In Houseman v. Sagerman, C.A. No. 8897-VCG (Del. Ch. Nov. 19, 2015), the Delaware Court of Chancery described the form of remedy known as a quasi-appraisal. The Court of Chancery explained that quasi-appraisal is not itself a cause of action, but is instead a remedy that, where appropriate, awards stockholders damages based on the going-concern value of their previously owned stock upon a finding of a breach of fiduciary duty, such as a duty to disclose. See In Re Orchard Enters., Inc., S’holder Litig., 88 A.3d 1, 42 (Del. Ch. 2014) (The Delaware Supreme Court and the Court of Chancery have consistently upheld the view that “quasi-appraisal damages are available when a fiduciary breaches its duty of disclosure in connection with a transaction that requires a stockholder vote”). See generally 8 Del. C. § 262(d)(1) (requiring a written demand for appraisal to be submitted to the corporation before the taking of the vote on the merger). See also § 262(e), (a stockholder has 120 days after the merger, among other requirements, to commence an appraisal proceeding if a written demand had been previously been made on a timely basis).

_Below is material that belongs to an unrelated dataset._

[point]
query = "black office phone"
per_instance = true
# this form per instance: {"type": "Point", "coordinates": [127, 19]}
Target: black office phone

The court conducted an analysis of the equitable doctrine of laches in this corporate litigation involving claims by a stockholder in connection with a merger and related transactions. The doctrine provides that a plaintiff’s request for equitable relief may be barred when he unreasonably delays in seeking that relief, and such delay has prejudiced the defendant. The court found that laches applied to bar claims in this case.
The court noted that each of the attorneys in this case made cross accusations against each other for an alleged breach of the duty of candor. The court observed that if counsel are alleging ethical violations that do not affect the administration of justice, as appears to be the case in this matter, the proper forum for the review of that claim is the Delaware Disciplinary Counsel and not the Court of Chancery.
Supplement: The Chancery Daily, the unparalleled chronicler of “all things Chancery”, in its edition of Nov. 24, 2015, provided additional insight about this case regarding comments from the bench during a hearing on a discovery dispute in which the court counseled the attorneys for both sides to “think twice” before making the type of accusations referred to above in the Practice Note.